= Duke of Westminster's Case =

British criminal case

The Duke of Westminster's case was an often cited case in tax avoidance. The full title and citation was Inland Revenue Commissioners v. Duke of Westminster [1936] A.C. 1; 19 TC 490.

The Duke of Westminster used to employ a gardener and pay him from his post-tax income, which was substantial. To reduce tax, the Duke stopped paying the gardener's wage and instead drew up a covenant, agreeing to pay an equivalent amount at the end of every specified period. Under the tax laws of the time, this allowed the Duke to claim the expense as a deduction, thus reducing his taxable income and his liability towards income tax and surtax.

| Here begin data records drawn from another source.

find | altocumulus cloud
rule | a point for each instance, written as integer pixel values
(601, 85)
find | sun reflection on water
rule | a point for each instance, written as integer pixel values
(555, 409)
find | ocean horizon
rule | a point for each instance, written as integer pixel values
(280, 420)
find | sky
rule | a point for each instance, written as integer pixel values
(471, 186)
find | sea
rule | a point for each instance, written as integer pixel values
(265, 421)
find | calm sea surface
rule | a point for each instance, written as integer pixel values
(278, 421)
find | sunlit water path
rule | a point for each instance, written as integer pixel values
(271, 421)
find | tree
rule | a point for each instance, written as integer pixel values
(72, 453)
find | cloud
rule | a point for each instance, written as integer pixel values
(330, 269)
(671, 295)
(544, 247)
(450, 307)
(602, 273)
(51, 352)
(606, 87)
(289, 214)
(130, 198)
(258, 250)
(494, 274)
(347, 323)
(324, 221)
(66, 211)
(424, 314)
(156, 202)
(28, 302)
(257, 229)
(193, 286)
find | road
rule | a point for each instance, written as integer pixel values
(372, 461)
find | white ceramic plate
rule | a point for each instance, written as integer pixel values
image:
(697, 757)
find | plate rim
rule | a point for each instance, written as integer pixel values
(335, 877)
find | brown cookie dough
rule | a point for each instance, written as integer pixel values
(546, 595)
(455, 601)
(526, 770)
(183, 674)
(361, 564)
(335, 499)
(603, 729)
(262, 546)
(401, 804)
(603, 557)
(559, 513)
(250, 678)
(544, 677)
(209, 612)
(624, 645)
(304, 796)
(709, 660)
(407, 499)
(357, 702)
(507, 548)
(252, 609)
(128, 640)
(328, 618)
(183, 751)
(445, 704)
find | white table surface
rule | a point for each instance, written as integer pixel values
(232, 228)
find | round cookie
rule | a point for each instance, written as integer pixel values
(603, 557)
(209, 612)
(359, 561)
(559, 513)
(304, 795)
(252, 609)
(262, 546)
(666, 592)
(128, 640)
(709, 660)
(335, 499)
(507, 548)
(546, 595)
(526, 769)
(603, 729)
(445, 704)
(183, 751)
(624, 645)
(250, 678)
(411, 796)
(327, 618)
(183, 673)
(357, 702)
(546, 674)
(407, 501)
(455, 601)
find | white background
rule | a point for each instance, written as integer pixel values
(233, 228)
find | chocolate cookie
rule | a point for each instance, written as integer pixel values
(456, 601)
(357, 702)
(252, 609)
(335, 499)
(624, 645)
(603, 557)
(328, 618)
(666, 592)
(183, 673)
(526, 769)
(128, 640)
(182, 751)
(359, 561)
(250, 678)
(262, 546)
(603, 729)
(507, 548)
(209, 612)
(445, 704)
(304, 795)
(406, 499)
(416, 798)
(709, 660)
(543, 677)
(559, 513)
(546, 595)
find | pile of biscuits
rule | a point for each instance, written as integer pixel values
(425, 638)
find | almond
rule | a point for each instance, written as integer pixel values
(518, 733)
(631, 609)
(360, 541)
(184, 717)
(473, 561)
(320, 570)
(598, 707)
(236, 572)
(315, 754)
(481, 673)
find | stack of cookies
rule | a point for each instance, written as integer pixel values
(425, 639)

The Inland Revenue challenged this arrangement as tantamounting to tax evasion and took the Duke to court. They however lost their case. The judge, Lord Tomlin, famously said:

Every man is entitled, if he can, to order his affairs so that the tax attaching under the appropriate Acts is less than it otherwise would be. If he succeeds in ordering them so as to secure this result, then, however unappreciative the Commissioners of Inland Revenue or his fellow tax-payers may be of his ingenuity, he cannot be compelled to pay an increased tax.

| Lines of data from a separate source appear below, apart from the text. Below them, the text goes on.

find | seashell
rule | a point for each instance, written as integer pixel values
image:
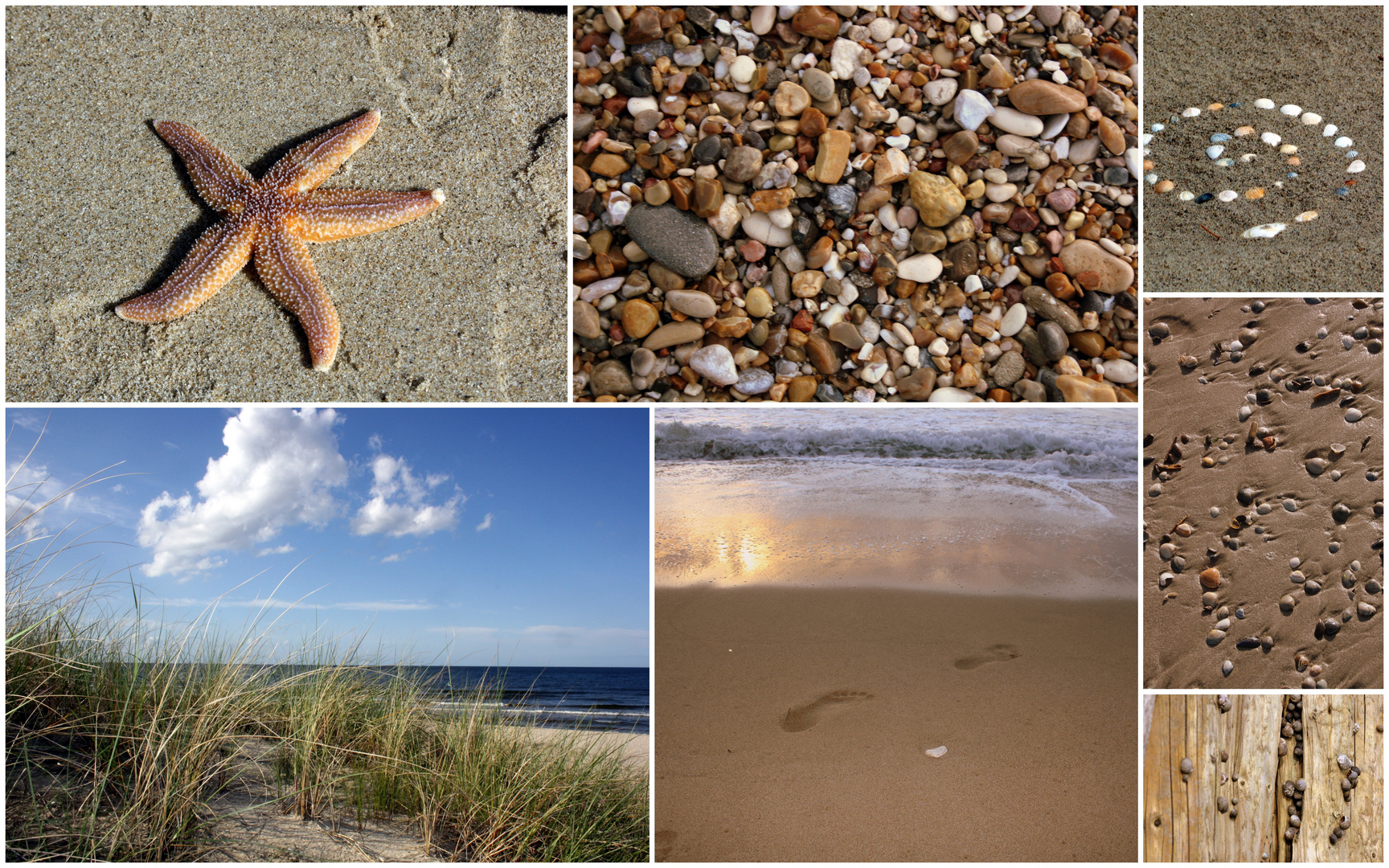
(1264, 231)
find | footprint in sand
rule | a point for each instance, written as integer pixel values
(995, 653)
(801, 719)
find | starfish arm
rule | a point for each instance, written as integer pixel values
(328, 215)
(219, 253)
(219, 179)
(311, 163)
(288, 272)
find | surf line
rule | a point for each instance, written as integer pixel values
(1274, 141)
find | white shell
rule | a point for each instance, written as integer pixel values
(1264, 231)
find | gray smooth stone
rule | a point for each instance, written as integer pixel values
(674, 238)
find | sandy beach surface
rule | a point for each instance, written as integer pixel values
(1032, 699)
(1295, 532)
(463, 305)
(835, 595)
(1322, 59)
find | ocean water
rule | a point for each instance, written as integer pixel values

Although this ruling was attractive for others seeking to avoid tax legally by creating complex structures, it has since been weakened by subsequent cases where the courts have looked at the overall effect. An example of the courts' later, more restrictive approach was the Ramsay principle where, if a transaction had pre-arranged artificial steps that served no commercial purpose other than to save tax, the proper approach was to tax the effect of the transaction as a whole.